Cara NU Membiayai Muktamar pada Zaman Penjajahan Belanda



Pada tahun 2015 Nahdlatul Ulama (NU) menyelenggarakan muktamar ke-33 di Jombang. Penyelenggaraan muktamar ini dibantu oleh APBD Provinsi Jawa Timur sebesar Rp. 10 M dan APBD Kabupaten Jombang yang diserahkan kepada NU sebesar Rp. 1 M. Namun, bagaimana NU membiayai muktamarnya ketika zaman kolonial yang ketika itu sektor pemerintahan dikuasai oleh Belanda.

Bagi para pengurus NU pada zaman itu tidak pernah terlintas untuk meminta bantuan pendanaan dari pemerintah Kolonial Belanda. Walau diberi secara cuma-cuma  dana tersebut akan tetap ditolak.

Pada tahun 1934, NU menyelenggarakan muktamar ke-9 di Banyuwangi. Laporan keuangan muktamar ini dapat dilacak pada Origineel 17 October 1934 Verantwording Congers Nahdlatoel Oelama jang ke-9 di Kotta Banjoewangi yang terkumpul biaya sebesar f. 1882.98 (f merupakan symbol mata uang yang digunakan pada zaman tersebut). Dalam laporan tersebut disebutkan struktur perbendaharaan yang di ketuai (President) oleh Machmoet, R. Tedjosoekarto sebagai sekretaris, dan R.H. Hamdjah sebagai kassier.

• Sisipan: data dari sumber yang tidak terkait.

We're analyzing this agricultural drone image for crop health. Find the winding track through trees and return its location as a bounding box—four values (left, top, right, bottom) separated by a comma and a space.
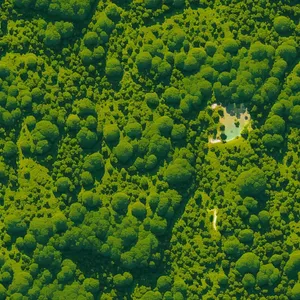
207, 208, 218, 231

Sumber pendanaan muktamar ke-9 di Jombang ini didapat dari lima sumber. Sumber Pertama berasal dari Oewang borg Tjabang Nahdlatoel Oelama Banjoewangi atau PCNU Banyuwangi yang memberikan dana sebesar f. 220.50 yang berasal dari uang kas. Dulu setiap orang yang ingin menjadi anggota NU diharuskan membayar 10 sen. Setelah itu diwajibkan membayar iuran bulanan sebesar separuh harga dari biaya awal masuk menjadi anggota. Hal ini tertera dalam Kitab Oemoem Atoeran Roemah Tangga Bagian Oemoem dan Bagian Harta Hobfstur Nahdlatoel Oelama 1926.

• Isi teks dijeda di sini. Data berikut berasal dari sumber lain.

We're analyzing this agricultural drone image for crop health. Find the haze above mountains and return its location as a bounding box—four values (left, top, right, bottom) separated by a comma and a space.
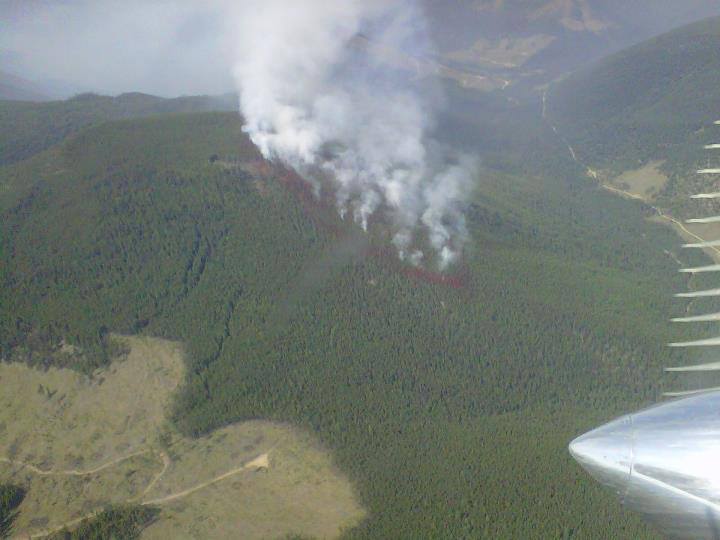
2, 0, 720, 100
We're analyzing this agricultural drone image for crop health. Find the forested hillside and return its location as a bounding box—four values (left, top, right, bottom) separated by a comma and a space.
46, 505, 158, 540
547, 15, 720, 212
0, 92, 237, 167
1, 102, 712, 537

Sumber dana yang Kedua ialah berasal dari Oewang derma lisjt dari Tjabang Nahdlatoel Oelama sebesar f. 883.12. Setiap kali diselenggarakannya muktamar NU, cabang-cabang NU di berbagai daerah dikenakan iuran. Dilihat dari laporan keuangan jumlah iuran yang diserahkan cabang-cabang NU tersebut berbeda-beda. Mungkin tidak ada patokan khusus jumlah besaran iuran yang harus disetor.

Cabang-cabang NU yang menyetor dana untuk penyelenggaraan muktamar didapat dari pemasukan kas atau lewat iuran para anggotanya. Dalam buku biografinya, Kyai Muchit menuturkan bahwa setiap anggota NU diminta membayar iuran sebesar 20 sen. Beliau juga berkisah pada buku nya tersebut bahwa ada seorang yang bernama Kyai Mu’thi yang rela menempuh jarah dari Ngawi ke Banyuwangi untuk menghadiri muktamar dengan hanya menggunakan sepeda gayung demi menghemat biaya.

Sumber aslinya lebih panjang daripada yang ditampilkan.